Investigators Kenzie and Gennaro, who live together, become emotionally involved in this wrenching case, tracking down clues that suggest that Amanda is dead. They are also forced to deal with renegade members of the Boston Police, who do their own enforcing, which is faster and easier than dealing with the justice system. Some of these renegades have their own secrets to hide, and Kenzie and Gennaro soon prove to be dangerous to them. Meetings in the woods at night, shootouts, executions, crosses and double-crosses leave Kenzie and Gennaro no closer to finding Amanda, and time is running out.

Always adept at creating characters, Lehane creates new conflicts here between Kenzie and Gennaro as they deal with their discoveries and try to agree on their actions. Do they follow the book, or do they do what is "just"? Can they even agree on what justice is? Throughout the novel, their past relationships with people from Dorchester whom they have known all their lives provide additional complications, at the same time that they create great reader identification as the two private investigators operate in their home neighborhood. As characters, one by one, meet their deaths, the tensions and sense of forboding rise, until Kenzie and Gennaro are close to the breaking point, both personally and as a couple.

Combining snappy and realistic dialogue with outstanding description, Lehane shows Kenzie and Gennaro dealing with people who live on the fringes, those who do whatever it takes to get by and never second guess their choices. Often as violent as the criminals and police with whom they are engaged, Kenzie and Gennaro face crises here which test their relationship, endanger their lives, and force them to decide what is right--one of their best cases.
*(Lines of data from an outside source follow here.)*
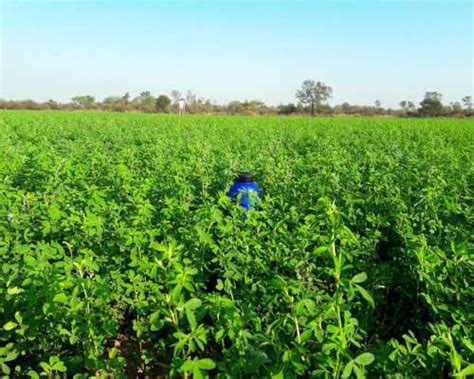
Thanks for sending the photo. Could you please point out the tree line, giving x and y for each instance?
(311, 98)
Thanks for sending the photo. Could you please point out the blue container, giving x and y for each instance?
(248, 188)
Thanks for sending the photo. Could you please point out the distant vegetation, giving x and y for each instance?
(311, 99)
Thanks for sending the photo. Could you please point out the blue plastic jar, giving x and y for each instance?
(249, 190)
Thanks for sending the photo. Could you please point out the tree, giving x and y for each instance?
(162, 103)
(467, 102)
(407, 105)
(313, 93)
(85, 101)
(431, 104)
(287, 109)
(145, 102)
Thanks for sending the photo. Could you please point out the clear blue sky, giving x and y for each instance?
(223, 50)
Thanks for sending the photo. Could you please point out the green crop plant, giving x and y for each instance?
(122, 256)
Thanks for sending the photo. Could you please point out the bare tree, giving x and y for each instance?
(467, 102)
(313, 93)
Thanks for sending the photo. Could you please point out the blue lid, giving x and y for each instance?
(245, 177)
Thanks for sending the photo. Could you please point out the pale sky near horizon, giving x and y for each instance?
(367, 50)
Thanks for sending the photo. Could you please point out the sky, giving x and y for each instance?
(225, 50)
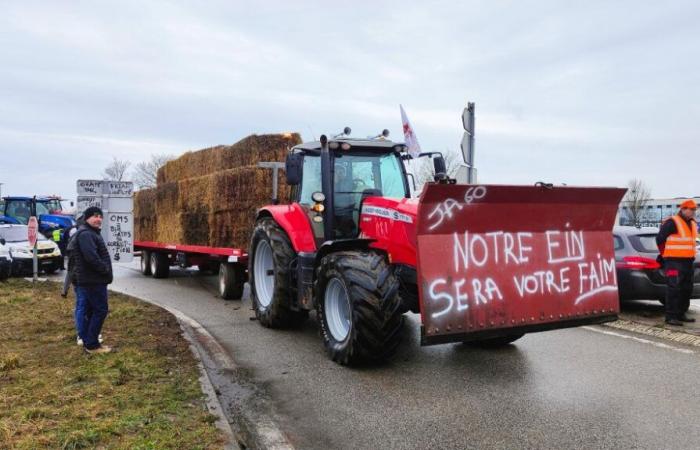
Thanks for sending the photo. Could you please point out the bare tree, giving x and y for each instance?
(635, 200)
(424, 171)
(146, 172)
(116, 170)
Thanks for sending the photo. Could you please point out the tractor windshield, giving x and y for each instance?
(357, 174)
(354, 174)
(22, 210)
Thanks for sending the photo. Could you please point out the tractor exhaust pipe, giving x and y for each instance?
(327, 170)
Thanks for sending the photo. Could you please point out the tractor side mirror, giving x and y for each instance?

Brilliantly written - pure class5
Gennaro and Kenzie are yet again on a multi-faceted trail involving some of the most disturbing sides of humanity. This time we are on the trail of a missing child, lost drug money; all disappearing in to thin air. Although there are references to other books - the forward pace of the storyline is maintained throughout. I love Bubba (wouldn't want to be on his wrong side though!) and Lehane manages to weave deep emotions throughout; in fact, this one made me cry. If you've never read Lehane before, buy this one, read it, and they buy the rest. You won't regret it.
Hope he doesn't take too long writing the next one.

Awe Inspiring5
I cried when I read parts of this. I think a key part of Lehane's writing abilities are how the characters are human - flawed and realistic. Even the good guys have off days or less than noble thoughts - and the bad guys occasionally surpise you with deeds that you'd expect too noble for them. And as for Bubba - he's in a class of his own. Read all of these books - he deserves to be a star in the UK.